Yes. Because the channel is long and jagged, different parts of it sit at different distances from you. That spread of distances is what staggers the arrival times of the bangs, which is exactly what stretches a crack into a rumble when you are far away.
Talk about it
- Guess first: why do you think thunder right overhead sounds so different from thunder miles away?
- If light from the flash gets here instantly but sound is slow, what could that tell us about how far the storm is?
- A bolt is taller than many city blocks; how might its near end and far end reach our ears at different moments?
For grown-ups
Thunder is the shock wave from rapid thermal expansion along the entire multi-kilometer lightning channel. Since sound travels about 343 m/s while the flash is effectively instantaneous, your ear receives a superposition of impulses from every channel segment, each delayed by its own path length. What sets the sound's shape is the spread of those arrival times, i.e. the path-length difference between the nearest and farthest parts of the channel divided by the speed of sound. Close to the strike, or when the channel runs roughly across the line of sight so all of it is about equidistant, that spread is tiny and the impulses pile into one sharp clap. At distance one end of the channel is much farther than the other, so arrivals smear over a second or more, and reflections off terrain and clouds plus high-frequency atmospheric absorption over the long path stretch and low-pass it into a rumble.
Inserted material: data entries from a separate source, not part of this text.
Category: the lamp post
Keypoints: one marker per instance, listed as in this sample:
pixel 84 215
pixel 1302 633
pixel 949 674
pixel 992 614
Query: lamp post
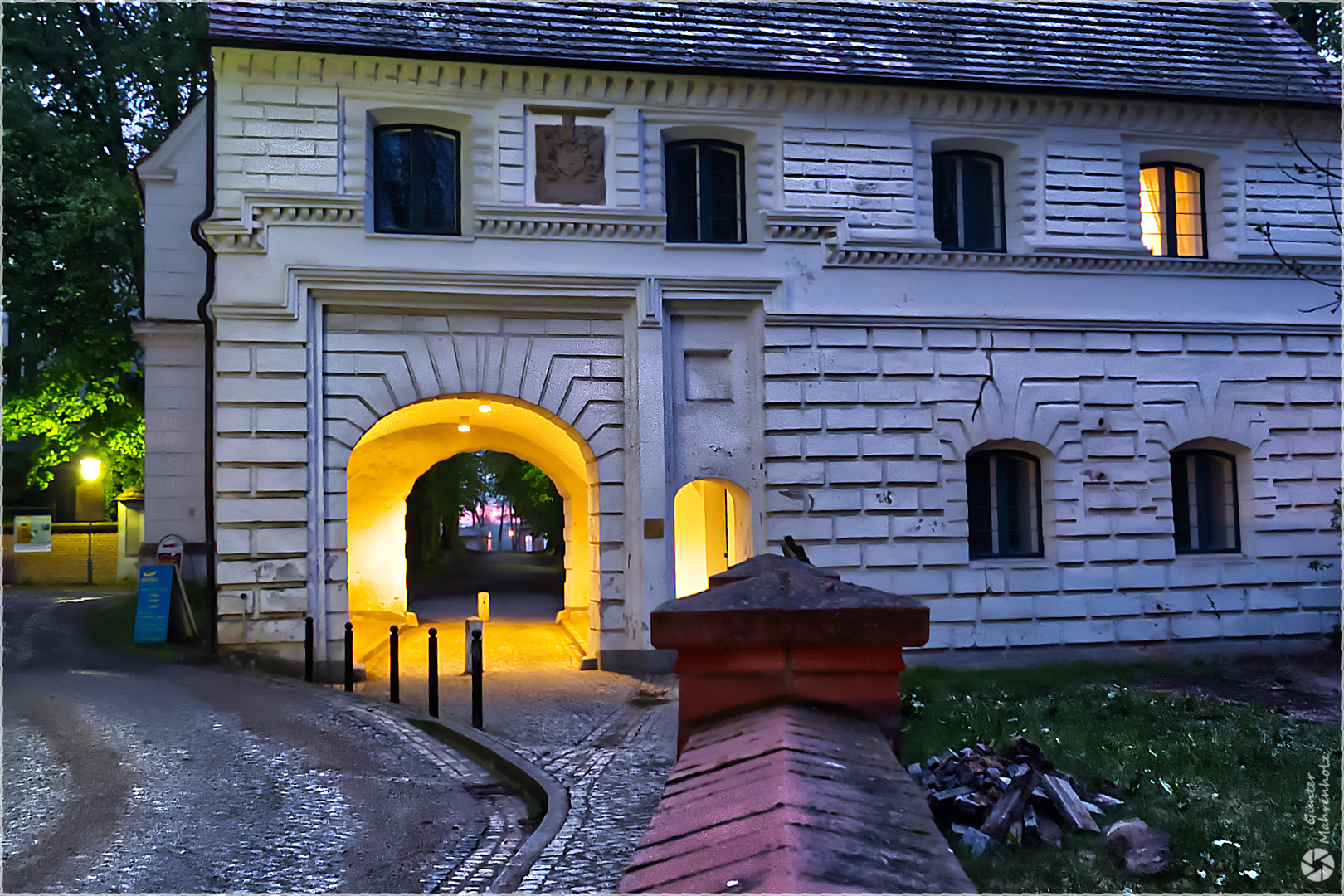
pixel 86 508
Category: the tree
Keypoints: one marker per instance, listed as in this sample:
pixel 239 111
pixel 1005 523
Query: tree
pixel 531 494
pixel 89 90
pixel 1319 23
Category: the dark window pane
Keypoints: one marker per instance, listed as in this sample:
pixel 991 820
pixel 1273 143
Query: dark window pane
pixel 724 192
pixel 1003 496
pixel 980 511
pixel 438 173
pixel 682 193
pixel 1205 501
pixel 416 180
pixel 392 173
pixel 968 201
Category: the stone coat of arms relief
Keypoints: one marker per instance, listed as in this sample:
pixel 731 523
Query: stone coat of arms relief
pixel 570 164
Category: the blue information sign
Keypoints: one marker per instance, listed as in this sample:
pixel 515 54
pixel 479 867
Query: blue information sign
pixel 153 599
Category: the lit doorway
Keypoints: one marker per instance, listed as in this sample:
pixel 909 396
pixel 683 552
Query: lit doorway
pixel 713 524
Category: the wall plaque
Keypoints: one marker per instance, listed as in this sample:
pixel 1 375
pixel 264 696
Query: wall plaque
pixel 570 164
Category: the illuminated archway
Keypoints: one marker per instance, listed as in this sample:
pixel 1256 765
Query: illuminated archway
pixel 403 445
pixel 713 524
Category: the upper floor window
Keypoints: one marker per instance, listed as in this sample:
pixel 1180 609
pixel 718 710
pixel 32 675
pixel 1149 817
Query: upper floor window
pixel 1003 490
pixel 968 201
pixel 1205 503
pixel 416 180
pixel 1171 201
pixel 704 191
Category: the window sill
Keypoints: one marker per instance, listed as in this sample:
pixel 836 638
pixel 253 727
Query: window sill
pixel 718 247
pixel 446 238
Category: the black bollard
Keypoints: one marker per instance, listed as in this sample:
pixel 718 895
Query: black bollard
pixel 433 672
pixel 392 648
pixel 350 655
pixel 476 681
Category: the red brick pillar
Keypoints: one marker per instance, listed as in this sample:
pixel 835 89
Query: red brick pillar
pixel 777 631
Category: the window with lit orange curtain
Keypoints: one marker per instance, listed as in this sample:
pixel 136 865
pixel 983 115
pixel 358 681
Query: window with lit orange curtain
pixel 1171 202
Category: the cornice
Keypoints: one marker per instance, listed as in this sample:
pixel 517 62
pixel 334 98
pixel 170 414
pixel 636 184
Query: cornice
pixel 531 222
pixel 264 208
pixel 438 80
pixel 1053 324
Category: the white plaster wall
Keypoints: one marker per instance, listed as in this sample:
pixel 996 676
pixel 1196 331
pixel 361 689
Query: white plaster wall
pixel 877 347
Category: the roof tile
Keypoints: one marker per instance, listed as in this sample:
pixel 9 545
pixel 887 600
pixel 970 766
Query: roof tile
pixel 1233 51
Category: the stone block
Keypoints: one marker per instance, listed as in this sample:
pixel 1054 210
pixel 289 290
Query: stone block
pixel 854 472
pixel 851 418
pixel 891 555
pixel 953 610
pixel 270 479
pixel 1089 631
pixel 283 419
pixel 862 527
pixel 1283 598
pixel 835 555
pixel 1320 598
pixel 908 363
pixel 962 364
pixel 890 499
pixel 1088 578
pixel 828 391
pixel 888 444
pixel 830 445
pixel 789 418
pixel 832 499
pixel 938 338
pixel 1059 606
pixel 897 338
pixel 1007 607
pixel 1248 625
pixel 234 542
pixel 841 336
pixel 1114 605
pixel 913 472
pixel 233 479
pixel 1035 633
pixel 1032 581
pixel 942 553
pixel 1303 622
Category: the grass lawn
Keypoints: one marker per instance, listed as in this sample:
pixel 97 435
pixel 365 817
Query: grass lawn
pixel 1244 791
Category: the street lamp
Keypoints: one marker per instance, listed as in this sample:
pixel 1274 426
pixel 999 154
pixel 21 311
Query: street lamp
pixel 89 505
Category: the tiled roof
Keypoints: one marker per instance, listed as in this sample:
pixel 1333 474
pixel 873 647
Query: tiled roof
pixel 1241 51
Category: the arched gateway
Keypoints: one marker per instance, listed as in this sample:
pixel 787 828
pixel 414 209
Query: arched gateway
pixel 405 444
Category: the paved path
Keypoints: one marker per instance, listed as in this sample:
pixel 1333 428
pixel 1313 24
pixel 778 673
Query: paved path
pixel 585 728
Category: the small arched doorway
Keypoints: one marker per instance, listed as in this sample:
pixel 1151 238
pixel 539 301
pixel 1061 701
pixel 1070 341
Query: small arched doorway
pixel 713 525
pixel 397 450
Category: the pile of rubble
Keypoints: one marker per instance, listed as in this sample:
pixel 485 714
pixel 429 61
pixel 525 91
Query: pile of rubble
pixel 1016 794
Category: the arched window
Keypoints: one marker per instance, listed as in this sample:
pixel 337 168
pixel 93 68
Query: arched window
pixel 1171 202
pixel 1003 492
pixel 704 193
pixel 1205 503
pixel 968 201
pixel 416 180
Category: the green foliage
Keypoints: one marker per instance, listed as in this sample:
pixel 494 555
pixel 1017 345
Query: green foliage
pixel 530 494
pixel 89 90
pixel 1229 783
pixel 1319 23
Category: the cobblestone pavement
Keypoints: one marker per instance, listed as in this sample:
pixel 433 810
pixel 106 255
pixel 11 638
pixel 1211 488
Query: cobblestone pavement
pixel 581 727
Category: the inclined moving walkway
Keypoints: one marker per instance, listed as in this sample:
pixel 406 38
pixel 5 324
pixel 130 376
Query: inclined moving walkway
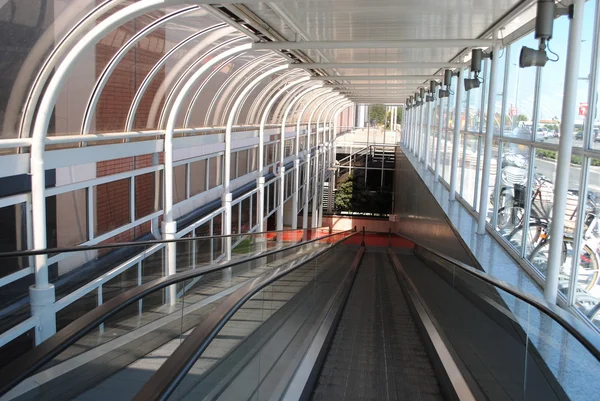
pixel 322 319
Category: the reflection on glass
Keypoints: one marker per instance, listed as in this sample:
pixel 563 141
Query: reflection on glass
pixel 587 295
pixel 514 169
pixel 470 168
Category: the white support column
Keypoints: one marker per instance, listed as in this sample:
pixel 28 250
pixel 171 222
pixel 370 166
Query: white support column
pixel 489 139
pixel 428 133
pixel 320 157
pixel 563 162
pixel 411 131
pixel 297 149
pixel 42 294
pixel 267 110
pixel 307 178
pixel 438 145
pixel 281 197
pixel 416 131
pixel 456 139
pixel 421 130
pixel 226 196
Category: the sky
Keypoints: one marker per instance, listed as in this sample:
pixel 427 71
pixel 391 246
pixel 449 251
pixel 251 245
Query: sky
pixel 553 74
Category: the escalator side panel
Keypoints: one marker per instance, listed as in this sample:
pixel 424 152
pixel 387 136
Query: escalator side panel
pixel 376 352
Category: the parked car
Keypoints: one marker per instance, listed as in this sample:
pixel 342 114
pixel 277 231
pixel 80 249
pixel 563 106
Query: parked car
pixel 540 135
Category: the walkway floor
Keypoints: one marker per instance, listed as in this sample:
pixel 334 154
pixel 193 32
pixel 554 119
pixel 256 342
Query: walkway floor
pixel 493 258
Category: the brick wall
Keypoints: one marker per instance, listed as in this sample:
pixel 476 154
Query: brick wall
pixel 112 199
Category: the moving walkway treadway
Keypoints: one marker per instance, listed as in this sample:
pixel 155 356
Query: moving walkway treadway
pixel 325 319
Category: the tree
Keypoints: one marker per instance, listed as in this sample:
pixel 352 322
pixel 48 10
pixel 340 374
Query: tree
pixel 521 117
pixel 399 115
pixel 351 194
pixel 377 113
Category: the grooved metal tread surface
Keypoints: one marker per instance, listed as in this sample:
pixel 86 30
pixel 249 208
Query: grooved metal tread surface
pixel 376 352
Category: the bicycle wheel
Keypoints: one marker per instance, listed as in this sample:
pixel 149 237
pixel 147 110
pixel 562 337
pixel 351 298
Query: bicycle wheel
pixel 510 217
pixel 536 234
pixel 587 271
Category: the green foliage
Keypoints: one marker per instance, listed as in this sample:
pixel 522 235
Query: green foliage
pixel 550 154
pixel 399 115
pixel 353 195
pixel 521 117
pixel 377 113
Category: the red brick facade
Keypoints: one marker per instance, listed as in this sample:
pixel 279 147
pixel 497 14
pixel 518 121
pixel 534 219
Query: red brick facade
pixel 112 200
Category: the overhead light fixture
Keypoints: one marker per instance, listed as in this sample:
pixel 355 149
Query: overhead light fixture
pixel 476 56
pixel 448 74
pixel 472 83
pixel 544 22
pixel 533 58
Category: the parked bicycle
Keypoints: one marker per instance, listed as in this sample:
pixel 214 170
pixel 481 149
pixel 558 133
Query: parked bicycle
pixel 511 212
pixel 537 234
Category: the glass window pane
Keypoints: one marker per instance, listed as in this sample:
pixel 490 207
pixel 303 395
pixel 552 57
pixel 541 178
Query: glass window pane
pixel 197 177
pixel 233 165
pixel 111 206
pixel 242 163
pixel 179 183
pixel 587 296
pixel 520 92
pixel 216 171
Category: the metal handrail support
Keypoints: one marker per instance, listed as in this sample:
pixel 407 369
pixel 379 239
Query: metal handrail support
pixel 582 333
pixel 166 379
pixel 23 367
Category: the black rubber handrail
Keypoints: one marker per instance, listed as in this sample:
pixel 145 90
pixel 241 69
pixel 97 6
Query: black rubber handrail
pixel 83 248
pixel 166 379
pixel 31 361
pixel 578 329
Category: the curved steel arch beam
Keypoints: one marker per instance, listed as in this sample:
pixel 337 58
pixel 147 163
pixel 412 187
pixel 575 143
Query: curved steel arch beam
pixel 170 225
pixel 222 108
pixel 114 61
pixel 188 114
pixel 303 110
pixel 43 291
pixel 171 121
pixel 195 97
pixel 275 117
pixel 181 78
pixel 320 157
pixel 139 94
pixel 15 100
pixel 330 97
pixel 297 149
pixel 253 112
pixel 232 80
pixel 241 86
pixel 280 80
pixel 260 183
pixel 299 106
pixel 256 108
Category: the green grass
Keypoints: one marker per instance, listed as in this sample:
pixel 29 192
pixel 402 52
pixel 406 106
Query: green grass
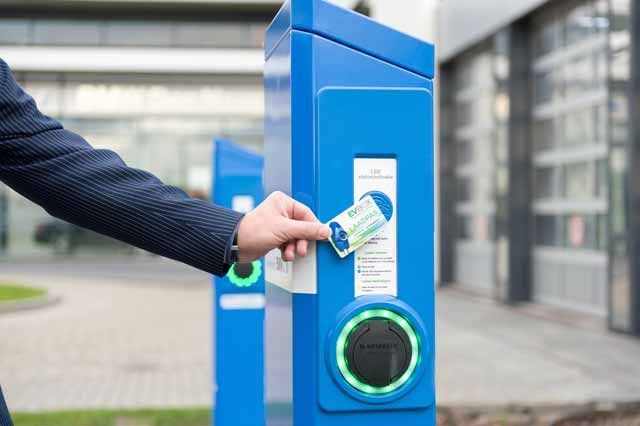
pixel 11 293
pixel 176 417
pixel 147 417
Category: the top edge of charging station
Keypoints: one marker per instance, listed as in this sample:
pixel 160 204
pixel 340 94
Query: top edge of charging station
pixel 354 30
pixel 232 159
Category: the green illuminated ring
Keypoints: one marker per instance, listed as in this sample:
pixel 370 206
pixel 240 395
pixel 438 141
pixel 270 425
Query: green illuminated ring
pixel 248 281
pixel 343 341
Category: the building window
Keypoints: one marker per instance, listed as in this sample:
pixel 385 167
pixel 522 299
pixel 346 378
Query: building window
pixel 133 33
pixel 569 128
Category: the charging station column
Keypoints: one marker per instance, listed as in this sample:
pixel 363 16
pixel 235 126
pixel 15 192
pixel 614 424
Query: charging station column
pixel 349 113
pixel 239 299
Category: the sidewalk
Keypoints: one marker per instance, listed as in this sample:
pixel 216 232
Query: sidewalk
pixel 138 334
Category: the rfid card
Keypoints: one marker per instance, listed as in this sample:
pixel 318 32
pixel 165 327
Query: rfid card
pixel 355 226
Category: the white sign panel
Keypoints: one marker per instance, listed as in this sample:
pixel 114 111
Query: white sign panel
pixel 376 262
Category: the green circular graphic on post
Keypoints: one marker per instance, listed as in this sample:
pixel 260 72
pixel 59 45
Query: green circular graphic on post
pixel 377 351
pixel 245 274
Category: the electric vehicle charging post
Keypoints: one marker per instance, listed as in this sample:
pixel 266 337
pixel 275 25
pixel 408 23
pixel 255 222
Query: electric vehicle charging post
pixel 239 299
pixel 349 113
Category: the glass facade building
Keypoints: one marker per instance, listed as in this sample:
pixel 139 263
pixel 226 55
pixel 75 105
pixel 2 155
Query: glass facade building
pixel 535 151
pixel 160 121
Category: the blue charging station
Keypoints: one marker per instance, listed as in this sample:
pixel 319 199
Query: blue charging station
pixel 349 112
pixel 239 299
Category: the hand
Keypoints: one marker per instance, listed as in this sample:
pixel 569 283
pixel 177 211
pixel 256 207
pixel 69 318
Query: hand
pixel 279 221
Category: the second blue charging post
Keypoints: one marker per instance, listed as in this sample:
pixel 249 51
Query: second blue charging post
pixel 239 299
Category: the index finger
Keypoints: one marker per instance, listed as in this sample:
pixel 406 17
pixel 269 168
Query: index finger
pixel 302 212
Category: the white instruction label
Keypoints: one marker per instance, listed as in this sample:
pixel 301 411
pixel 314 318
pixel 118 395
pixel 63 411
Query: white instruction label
pixel 376 261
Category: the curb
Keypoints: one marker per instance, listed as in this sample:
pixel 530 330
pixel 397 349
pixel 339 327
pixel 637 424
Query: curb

It is the spread of arrival times, not any single segment being louder, that turns a crack into a rumble.
Keep going
What else makes you wonder?
- If sound smears out over distance, why doesn't a shout from far away turn into a rumble too?
- When a rumble rolls on and on for several seconds, how much of that is the long bolt and how much is echoes bouncing off hills and clouds?
- Could two people standing in different spots hear the very same strike as a crack and a rumble at the same time?